Even in beta, it is much more attractive than MySQL (from a DBA point of view).
Duh!
Small projects don't fork, someone else just starts from scratch. Big projects can't often afford to do that, they evolve. There is an awkward size where working big lacks critical mass but working small can't quite deliver. If forking had a better name, more of these projects could achieve critical mass.
Uncertainty and doubt over the ethics and practicalities of forking breeds fear and that, by any other name, is FUD.
Survival of the fittest
This is not necessarily a good or a bad thing, but it is a much truer reflection of true competition than proprietary software, where monopolies tend to arise, which stifles innovation. Therefore I think that while forks still have a stigma, they are essential to innovation. This is why Linus' git is so popular, it actively encourages you to fork the code and experiment with it.
In doing this, FOSS has quite literally taken on a life of its own, and ensured its own survival.

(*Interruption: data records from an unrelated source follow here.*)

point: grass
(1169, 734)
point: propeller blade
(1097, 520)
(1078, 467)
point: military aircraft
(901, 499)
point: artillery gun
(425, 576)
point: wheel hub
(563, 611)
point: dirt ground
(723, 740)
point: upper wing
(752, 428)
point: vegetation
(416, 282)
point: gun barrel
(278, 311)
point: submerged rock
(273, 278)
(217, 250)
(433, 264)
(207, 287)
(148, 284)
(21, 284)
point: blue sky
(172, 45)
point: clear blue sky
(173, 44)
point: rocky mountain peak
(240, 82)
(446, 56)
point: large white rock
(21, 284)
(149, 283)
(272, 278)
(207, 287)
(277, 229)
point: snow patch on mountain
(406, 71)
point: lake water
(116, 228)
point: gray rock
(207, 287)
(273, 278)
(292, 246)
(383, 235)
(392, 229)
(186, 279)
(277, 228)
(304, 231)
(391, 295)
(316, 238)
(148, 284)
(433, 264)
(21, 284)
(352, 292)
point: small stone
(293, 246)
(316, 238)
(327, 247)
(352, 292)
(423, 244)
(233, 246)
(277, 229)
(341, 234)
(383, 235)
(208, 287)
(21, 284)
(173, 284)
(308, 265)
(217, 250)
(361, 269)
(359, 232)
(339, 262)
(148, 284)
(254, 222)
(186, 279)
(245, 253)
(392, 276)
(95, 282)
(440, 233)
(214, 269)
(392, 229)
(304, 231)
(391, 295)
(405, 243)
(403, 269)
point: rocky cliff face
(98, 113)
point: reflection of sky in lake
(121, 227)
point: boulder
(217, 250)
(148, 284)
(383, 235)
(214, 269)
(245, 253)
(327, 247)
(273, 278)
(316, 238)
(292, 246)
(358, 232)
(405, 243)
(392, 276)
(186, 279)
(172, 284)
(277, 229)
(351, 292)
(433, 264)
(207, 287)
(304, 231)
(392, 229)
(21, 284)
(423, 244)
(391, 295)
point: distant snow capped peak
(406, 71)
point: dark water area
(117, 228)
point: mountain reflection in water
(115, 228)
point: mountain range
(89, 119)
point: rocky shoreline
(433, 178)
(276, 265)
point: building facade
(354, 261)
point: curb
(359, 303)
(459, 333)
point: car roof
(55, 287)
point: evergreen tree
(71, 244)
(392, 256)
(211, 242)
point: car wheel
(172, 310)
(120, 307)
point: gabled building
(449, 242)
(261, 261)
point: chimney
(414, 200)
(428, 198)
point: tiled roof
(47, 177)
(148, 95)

The only question is whether proprietary software is going to be able to keep up.
Yet again, Bruce says something controversial to prove he doesn't get it....
Trinity KDE not exactly a fork
As such it's more of a "passing the baton to continue the race" than a "fork in the road in different directions", at least imho.
As for why it has the name Trinity, it's to avoid confusion over the idea that KDE (the community) itself is arranging these ongoing releases. One of the side effects of having called everything "KDE" in the past.